O futebol italiano foi completamente paralisado depois do fim de semana passado, quando alguns jogos aconteceram, entre eles Juventus x Internazionale com portões fechados em Turim. Antes disso, porém, o futebol italiano viveu um diz que me diz, idas e vindas e falta de comando. Primeiro, adiaram os jogos quando o surto atingiu fortemente a Lombardia. Mas outros jogos continuaram acontecendo. Ignoraram os sinais de outros países que viviam o problema. Achavam que era só uma questão de tempo.
Mais jogos foram sendo adiados e, aos poucos, a situação foi se tornando insustentável diante do quadro emergencial que o país vivia. Os clubes puxavam o cabo de guerra para evitar jogos com portões fechados quando já se sabia que isso era inevitável. Os portões fechados vieram, mas não por muito tempo. O governo pressionava para que a liga fosse paralisada em uma situação que já era caótica. O tema foi assunto de uma entrevista do Ministro do Esporte no programa “Live Life”, na Rai Uno.

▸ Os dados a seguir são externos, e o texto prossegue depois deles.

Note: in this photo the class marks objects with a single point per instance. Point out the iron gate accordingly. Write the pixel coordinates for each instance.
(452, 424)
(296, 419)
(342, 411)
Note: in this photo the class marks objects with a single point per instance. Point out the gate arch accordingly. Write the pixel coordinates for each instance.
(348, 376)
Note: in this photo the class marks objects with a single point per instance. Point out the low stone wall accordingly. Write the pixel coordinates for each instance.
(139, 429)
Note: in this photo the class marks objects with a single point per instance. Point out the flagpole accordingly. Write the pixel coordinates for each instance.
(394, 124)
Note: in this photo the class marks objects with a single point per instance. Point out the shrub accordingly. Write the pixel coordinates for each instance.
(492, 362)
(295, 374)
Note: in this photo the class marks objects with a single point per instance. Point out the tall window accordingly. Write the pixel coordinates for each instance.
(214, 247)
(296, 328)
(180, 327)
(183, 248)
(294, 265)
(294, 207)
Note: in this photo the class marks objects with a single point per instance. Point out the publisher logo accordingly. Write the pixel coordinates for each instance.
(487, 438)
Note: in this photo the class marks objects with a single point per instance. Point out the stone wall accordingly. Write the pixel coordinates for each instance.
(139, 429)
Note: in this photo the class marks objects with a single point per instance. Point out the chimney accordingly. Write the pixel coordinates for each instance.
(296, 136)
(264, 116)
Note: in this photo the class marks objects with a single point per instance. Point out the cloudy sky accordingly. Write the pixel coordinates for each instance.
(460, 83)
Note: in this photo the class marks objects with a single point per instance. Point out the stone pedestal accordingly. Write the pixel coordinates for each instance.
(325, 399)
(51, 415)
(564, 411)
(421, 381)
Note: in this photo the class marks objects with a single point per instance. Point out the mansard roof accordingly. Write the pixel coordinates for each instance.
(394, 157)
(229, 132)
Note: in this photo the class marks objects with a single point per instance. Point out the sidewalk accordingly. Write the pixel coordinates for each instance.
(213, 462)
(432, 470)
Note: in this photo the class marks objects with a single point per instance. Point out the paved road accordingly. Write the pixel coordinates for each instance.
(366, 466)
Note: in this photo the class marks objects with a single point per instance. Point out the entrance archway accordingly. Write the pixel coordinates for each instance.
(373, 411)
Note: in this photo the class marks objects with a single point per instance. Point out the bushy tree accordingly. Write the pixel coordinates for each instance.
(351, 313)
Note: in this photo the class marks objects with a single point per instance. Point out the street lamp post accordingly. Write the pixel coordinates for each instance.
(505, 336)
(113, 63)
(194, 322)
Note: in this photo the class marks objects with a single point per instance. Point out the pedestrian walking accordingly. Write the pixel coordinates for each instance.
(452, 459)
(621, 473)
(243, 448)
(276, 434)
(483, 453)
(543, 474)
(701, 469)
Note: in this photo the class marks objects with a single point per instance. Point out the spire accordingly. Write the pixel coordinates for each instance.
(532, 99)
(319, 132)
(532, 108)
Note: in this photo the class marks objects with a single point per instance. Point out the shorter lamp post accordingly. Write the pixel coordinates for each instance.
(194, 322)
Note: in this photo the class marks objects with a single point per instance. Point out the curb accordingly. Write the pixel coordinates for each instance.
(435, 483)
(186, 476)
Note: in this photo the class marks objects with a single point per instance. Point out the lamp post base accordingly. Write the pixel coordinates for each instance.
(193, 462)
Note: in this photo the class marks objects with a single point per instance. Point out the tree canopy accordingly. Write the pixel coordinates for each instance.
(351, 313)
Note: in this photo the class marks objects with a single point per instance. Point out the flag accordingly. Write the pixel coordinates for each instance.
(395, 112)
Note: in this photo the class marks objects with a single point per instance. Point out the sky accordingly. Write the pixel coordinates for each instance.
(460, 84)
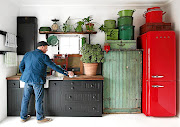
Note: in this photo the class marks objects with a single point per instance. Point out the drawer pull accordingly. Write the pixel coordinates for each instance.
(157, 86)
(157, 76)
(120, 44)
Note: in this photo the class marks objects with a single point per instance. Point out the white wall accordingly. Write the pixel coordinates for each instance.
(172, 15)
(8, 14)
(46, 13)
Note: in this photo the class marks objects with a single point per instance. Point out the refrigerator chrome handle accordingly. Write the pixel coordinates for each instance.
(157, 76)
(157, 86)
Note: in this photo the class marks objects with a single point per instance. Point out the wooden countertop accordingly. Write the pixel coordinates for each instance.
(80, 77)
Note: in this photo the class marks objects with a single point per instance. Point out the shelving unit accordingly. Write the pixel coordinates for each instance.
(53, 32)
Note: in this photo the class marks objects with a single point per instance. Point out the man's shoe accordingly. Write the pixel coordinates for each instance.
(44, 120)
(22, 120)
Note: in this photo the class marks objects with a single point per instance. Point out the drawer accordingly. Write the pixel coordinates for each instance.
(85, 96)
(13, 83)
(82, 86)
(55, 84)
(74, 107)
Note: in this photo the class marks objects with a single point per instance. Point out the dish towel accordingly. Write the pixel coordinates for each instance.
(10, 59)
(11, 40)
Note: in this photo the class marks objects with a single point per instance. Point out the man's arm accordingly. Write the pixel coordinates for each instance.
(52, 65)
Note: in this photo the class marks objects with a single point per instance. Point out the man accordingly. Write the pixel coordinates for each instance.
(33, 68)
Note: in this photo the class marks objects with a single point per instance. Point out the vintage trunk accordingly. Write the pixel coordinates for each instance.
(122, 71)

“Na Itália, muitas federações decidiram parar de forma autônoma. O futebol é um pouco mundo em si mesmo: houve um momento que a Serie A não queria assumir a responsabilidade como deveria ter feito, mas não queria assumi-la dizendo que dependia do governo”, afirmou Spadafora no programa. “Nós fizemos isso como governo para proteger interesses. Agora não há mais qualquer controvérsia porque alguns jogadores têm o vírus”.

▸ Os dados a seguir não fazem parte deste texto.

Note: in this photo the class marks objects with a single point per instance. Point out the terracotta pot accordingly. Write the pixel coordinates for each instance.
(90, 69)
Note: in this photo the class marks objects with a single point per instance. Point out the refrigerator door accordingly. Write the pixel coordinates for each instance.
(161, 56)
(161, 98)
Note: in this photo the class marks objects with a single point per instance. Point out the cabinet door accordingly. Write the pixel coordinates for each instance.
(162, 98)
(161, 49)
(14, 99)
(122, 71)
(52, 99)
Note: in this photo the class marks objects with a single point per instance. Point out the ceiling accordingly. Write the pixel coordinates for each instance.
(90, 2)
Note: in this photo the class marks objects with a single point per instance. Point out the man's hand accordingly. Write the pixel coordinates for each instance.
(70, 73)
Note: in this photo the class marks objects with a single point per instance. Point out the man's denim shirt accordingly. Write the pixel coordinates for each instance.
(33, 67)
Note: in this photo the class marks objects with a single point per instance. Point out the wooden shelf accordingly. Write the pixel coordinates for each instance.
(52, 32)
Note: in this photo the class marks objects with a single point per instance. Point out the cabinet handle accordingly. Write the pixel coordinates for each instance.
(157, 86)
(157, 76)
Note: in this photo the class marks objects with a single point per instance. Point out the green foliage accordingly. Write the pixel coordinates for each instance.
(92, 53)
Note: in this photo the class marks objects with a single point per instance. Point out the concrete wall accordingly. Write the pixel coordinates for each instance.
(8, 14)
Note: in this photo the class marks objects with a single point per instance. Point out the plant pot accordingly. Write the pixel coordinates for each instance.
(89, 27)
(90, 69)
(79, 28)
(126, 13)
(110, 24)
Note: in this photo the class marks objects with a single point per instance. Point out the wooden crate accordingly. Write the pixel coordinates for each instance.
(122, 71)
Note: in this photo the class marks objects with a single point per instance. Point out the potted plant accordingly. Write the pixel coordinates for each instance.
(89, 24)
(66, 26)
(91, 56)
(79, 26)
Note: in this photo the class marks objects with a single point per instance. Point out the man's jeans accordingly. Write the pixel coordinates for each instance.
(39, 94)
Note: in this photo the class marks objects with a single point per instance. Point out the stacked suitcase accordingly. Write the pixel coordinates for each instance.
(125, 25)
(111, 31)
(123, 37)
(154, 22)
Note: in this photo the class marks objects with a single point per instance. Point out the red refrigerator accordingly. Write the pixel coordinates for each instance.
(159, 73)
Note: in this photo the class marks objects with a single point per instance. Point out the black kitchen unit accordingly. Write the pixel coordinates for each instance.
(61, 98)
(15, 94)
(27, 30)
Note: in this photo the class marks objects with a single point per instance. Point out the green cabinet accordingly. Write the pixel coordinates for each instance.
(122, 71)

“Nós preferíamos ter parado a liga antes, mas antes tarde do que nunca. Muitos clubes hoje estão fazendo doações para a emergência e nós estamos felizes, são gestos de solidariedade que nós apreciamos”, continuou o ministro. “Agora nós podemos parar com a controvérsia, porque o mundo do esporte precisa liderar pelo exemplo”.
Quando perguntado sobre o retorno dos campeonatos esportivos, Spadafora deu sinais esperançosos, mas ainda sem estabelecer uma data. “Os médicos nos dizem que no final do mês ou no início de abril devemos ver os primeiros resultados dessas ações drásticas que exigem sacrifícios de todos os italianos”, declarou o ministro. “Se for esse o caso, como todos esperamos, e em duas ou três semanas começarmos a ver esses resultados, significa que iremos para uma fase de melhoria dia após dia. Isso significa que, nas próximas semanas, todos poderemos retomar uma vida normal”.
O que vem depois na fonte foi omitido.